WGBH-TV, Boston, won four Peabodys, two of them shared, for news programs and the geography quiz show “Where in the World Is Carmen Sandiego?”

ABC News’ “Nightline” and HBO each won two awards.

Personal awards go to journalist Daniel Schorr and PBS personality Fred Rogers, and institutional nods to BBC Radio and C-SPAN.

Awards, named for philanthropist George Foster Peabody, will be presented May 17 in New York.

Other winners follow.

NBC for “The More You Know.”

CNN, Atlanta, for “Larry King Live Election Coverage 1992.”

ABC News’ “Nightline” for “72 Hours to Victory.”

CBS and Granada Television, London, for “Age Seven in America.”

WTVJ-TV in Miami for its coverage of Hurricane Andrew.

NPR and correspondent Sylvia Poggioli for “Prisoners in Bosnia”; NPR and WBUR , Boston, for “Car Talk.”

KFFA radio in Helena, Ark., for “King Biscuit Time.”
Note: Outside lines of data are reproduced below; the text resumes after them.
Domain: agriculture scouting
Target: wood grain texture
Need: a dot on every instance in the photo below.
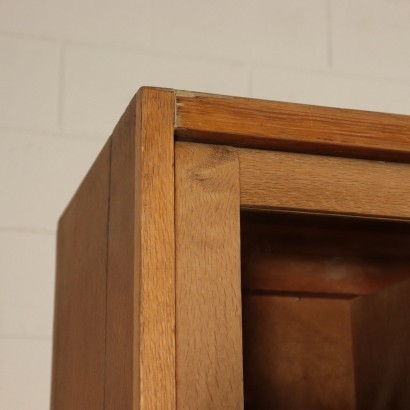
(381, 342)
(140, 371)
(297, 353)
(208, 302)
(215, 119)
(80, 294)
(328, 255)
(314, 183)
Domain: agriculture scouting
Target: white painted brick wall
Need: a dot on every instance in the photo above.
(69, 67)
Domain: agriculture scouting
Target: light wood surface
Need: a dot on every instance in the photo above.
(297, 353)
(80, 302)
(216, 119)
(381, 340)
(140, 371)
(208, 321)
(148, 310)
(314, 183)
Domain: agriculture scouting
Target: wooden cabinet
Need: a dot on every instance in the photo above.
(226, 252)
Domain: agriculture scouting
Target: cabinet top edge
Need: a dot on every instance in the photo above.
(265, 124)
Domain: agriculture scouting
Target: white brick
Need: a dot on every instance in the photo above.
(99, 83)
(121, 21)
(27, 284)
(38, 176)
(29, 83)
(25, 369)
(292, 32)
(372, 37)
(331, 90)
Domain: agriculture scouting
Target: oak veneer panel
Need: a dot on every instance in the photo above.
(315, 183)
(297, 353)
(140, 370)
(80, 294)
(330, 255)
(208, 299)
(381, 341)
(295, 127)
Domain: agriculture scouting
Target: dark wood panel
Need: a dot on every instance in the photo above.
(381, 342)
(297, 353)
(322, 254)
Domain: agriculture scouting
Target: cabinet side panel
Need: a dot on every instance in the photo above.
(122, 323)
(208, 298)
(141, 259)
(80, 296)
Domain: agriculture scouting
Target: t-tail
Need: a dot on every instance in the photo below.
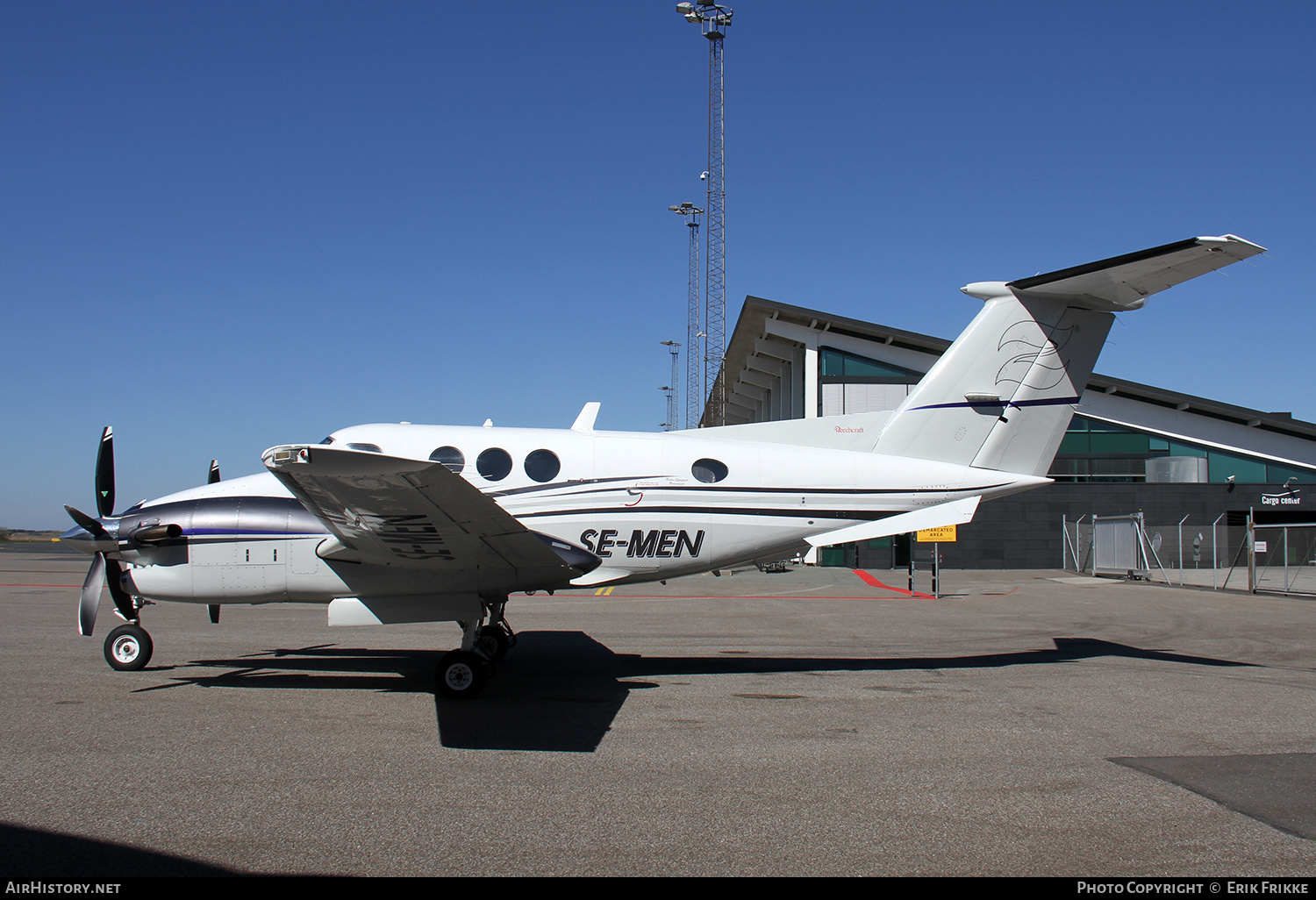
(1003, 395)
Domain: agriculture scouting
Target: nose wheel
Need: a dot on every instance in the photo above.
(128, 647)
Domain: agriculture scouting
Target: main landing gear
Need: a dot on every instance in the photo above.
(462, 673)
(128, 647)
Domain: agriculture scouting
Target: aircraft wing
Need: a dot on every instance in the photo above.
(418, 515)
(957, 512)
(1126, 282)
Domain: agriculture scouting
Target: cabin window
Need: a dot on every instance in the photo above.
(450, 457)
(542, 465)
(708, 470)
(494, 463)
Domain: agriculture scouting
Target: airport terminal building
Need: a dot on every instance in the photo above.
(1129, 447)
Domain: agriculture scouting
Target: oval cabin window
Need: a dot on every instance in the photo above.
(494, 463)
(708, 470)
(450, 457)
(542, 465)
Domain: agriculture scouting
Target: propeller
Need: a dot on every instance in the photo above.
(103, 568)
(105, 474)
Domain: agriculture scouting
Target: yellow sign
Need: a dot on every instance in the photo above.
(944, 534)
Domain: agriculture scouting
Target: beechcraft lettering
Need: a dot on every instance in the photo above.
(654, 544)
(400, 523)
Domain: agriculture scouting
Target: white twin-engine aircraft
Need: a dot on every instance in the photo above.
(418, 524)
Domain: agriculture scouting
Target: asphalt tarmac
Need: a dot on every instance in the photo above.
(808, 723)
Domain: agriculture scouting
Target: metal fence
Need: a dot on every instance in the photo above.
(1284, 560)
(1203, 553)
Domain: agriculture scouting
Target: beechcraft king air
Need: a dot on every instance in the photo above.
(405, 523)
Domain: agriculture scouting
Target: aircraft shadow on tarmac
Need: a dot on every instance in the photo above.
(562, 689)
(36, 853)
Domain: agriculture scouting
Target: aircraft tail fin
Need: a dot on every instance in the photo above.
(1003, 394)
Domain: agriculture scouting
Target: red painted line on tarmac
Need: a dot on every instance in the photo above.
(868, 579)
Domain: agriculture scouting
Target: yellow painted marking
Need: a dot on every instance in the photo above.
(944, 534)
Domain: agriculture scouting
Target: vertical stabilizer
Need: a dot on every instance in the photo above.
(1003, 394)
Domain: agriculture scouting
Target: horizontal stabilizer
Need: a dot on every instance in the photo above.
(947, 513)
(1126, 282)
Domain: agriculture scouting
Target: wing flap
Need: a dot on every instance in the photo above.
(416, 515)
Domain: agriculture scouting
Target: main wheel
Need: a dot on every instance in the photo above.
(128, 647)
(461, 675)
(492, 642)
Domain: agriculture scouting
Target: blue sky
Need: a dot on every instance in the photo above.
(232, 225)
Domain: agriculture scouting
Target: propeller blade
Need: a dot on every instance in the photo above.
(91, 595)
(87, 523)
(105, 474)
(123, 599)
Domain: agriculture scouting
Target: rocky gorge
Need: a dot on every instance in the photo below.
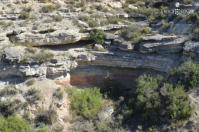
(46, 46)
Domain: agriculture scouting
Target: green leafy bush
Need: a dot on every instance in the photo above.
(97, 36)
(14, 124)
(178, 104)
(48, 8)
(85, 102)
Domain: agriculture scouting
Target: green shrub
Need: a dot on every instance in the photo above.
(9, 107)
(48, 8)
(97, 36)
(47, 116)
(85, 102)
(178, 107)
(58, 94)
(92, 23)
(14, 124)
(27, 9)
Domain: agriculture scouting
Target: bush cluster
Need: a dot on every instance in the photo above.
(86, 102)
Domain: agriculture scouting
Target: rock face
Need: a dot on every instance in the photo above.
(54, 38)
(162, 63)
(161, 44)
(191, 47)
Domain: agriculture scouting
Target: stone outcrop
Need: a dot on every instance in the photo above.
(161, 44)
(191, 47)
(53, 38)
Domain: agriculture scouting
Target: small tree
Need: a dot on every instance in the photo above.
(97, 36)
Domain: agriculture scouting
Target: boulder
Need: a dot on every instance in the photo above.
(191, 47)
(98, 47)
(13, 54)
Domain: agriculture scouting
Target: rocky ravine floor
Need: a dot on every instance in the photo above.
(54, 36)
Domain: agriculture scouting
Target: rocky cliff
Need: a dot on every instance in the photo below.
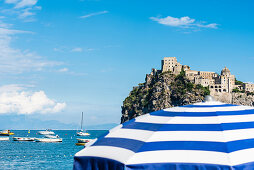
(164, 90)
(160, 91)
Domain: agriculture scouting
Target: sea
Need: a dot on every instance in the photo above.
(37, 155)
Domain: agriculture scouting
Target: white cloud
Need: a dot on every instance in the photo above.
(77, 49)
(11, 1)
(14, 99)
(16, 61)
(25, 3)
(183, 22)
(94, 14)
(63, 70)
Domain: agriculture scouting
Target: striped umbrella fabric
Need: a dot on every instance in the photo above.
(207, 135)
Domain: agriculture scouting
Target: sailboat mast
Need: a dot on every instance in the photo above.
(82, 121)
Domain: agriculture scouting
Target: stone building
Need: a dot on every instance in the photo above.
(248, 87)
(216, 83)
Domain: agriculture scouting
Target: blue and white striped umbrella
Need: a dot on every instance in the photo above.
(208, 135)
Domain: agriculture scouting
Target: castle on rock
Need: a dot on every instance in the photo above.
(225, 82)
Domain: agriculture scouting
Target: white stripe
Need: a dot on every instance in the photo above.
(208, 109)
(191, 156)
(180, 156)
(110, 152)
(141, 135)
(197, 120)
(212, 136)
(209, 103)
(242, 156)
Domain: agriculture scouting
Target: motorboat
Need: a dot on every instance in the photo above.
(48, 140)
(6, 133)
(51, 136)
(46, 132)
(83, 140)
(4, 138)
(23, 139)
(81, 132)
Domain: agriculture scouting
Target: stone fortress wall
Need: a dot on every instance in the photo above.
(223, 83)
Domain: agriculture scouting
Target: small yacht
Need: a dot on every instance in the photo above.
(46, 132)
(6, 133)
(48, 140)
(22, 139)
(81, 132)
(51, 136)
(4, 138)
(83, 140)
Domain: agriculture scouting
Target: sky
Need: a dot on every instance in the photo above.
(59, 58)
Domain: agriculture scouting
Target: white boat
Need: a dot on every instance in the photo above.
(83, 140)
(4, 138)
(81, 132)
(48, 140)
(46, 132)
(23, 139)
(51, 136)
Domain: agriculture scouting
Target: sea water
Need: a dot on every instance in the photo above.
(37, 155)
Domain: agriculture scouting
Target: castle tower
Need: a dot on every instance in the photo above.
(227, 80)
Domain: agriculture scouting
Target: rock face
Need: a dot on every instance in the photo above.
(164, 90)
(235, 98)
(160, 91)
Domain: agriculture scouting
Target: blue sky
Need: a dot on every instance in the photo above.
(59, 58)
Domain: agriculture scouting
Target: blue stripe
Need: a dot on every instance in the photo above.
(140, 146)
(96, 163)
(189, 127)
(99, 163)
(178, 166)
(201, 114)
(129, 144)
(223, 105)
(184, 145)
(226, 147)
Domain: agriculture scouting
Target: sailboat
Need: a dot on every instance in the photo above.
(81, 132)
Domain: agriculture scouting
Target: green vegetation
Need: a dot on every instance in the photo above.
(205, 89)
(250, 93)
(238, 82)
(236, 90)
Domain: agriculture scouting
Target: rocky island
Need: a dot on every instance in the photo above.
(177, 85)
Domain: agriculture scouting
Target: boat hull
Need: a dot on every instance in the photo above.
(83, 140)
(82, 134)
(22, 139)
(80, 144)
(46, 133)
(48, 140)
(4, 138)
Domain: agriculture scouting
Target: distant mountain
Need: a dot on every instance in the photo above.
(20, 122)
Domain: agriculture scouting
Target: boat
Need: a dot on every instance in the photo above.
(80, 144)
(6, 133)
(51, 136)
(22, 139)
(46, 132)
(81, 132)
(83, 140)
(48, 140)
(4, 138)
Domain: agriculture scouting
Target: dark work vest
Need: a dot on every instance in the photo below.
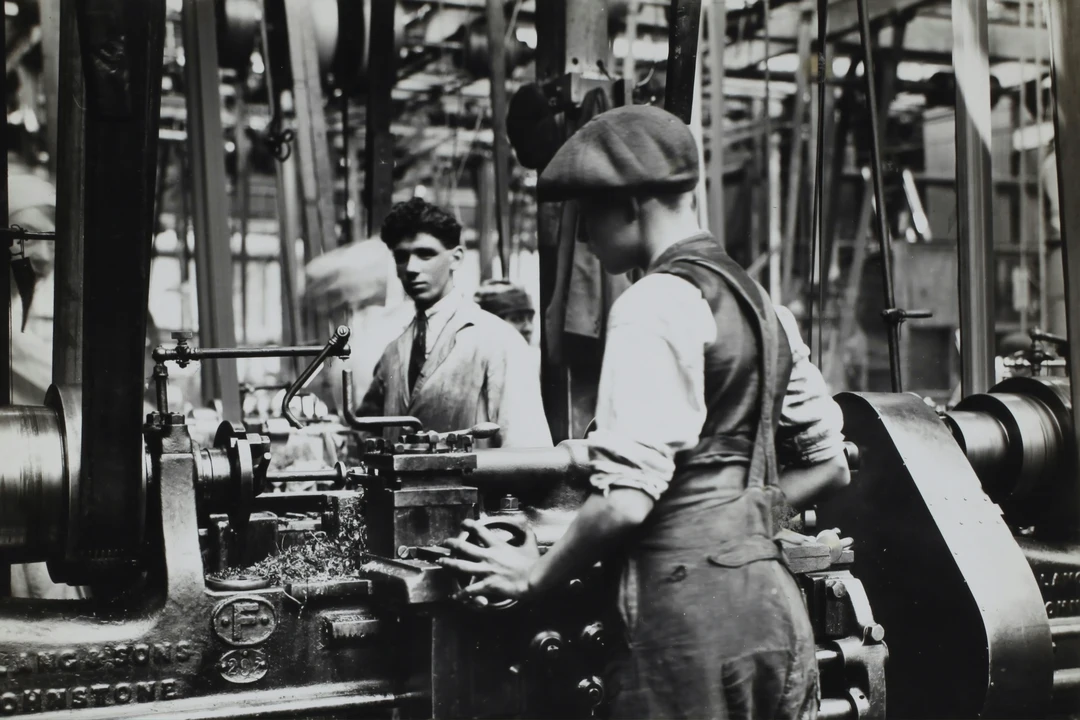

American Folklife Radio Project and David Isay, independent producer, for a body of work.

WTVJ, Miami, for its coverage of Hurricane Andrew.

KIRO-TV in Seattle for “When the Salmon Runs Dry.”

WGBH, Boston, for “The American Experience: The Donner Party” and for “The Health Quarterly: The AIDS Report Series”; WGBH and BBC for “The Machine That Changed the World.”

HBO and Maysles Films Inc., New York, for “Abortion: Desperate Choices.”

KNME-TV and the Institute for American Indian Arts in Albuquerque, N.M., for “Surviving Columbus.”

Signifyin’ Works of Berkeley and PBS for “Color Adjustment.”

Canamedia Prods. Ltd. and TV Ontario, Toronto, for “Threads of Hope.”

HKO Media Inc. and WKBD-TV in Detroit for “Close to Home: The Tommy Boccomino Story.”

GPN-Nebraska ETV Network, Lincoln, Neb., for “Reading Rainbow: The Wall.”

WCVB-TV in Needham, Mass., for “The Incredible Voyage of Bill Pinkney.”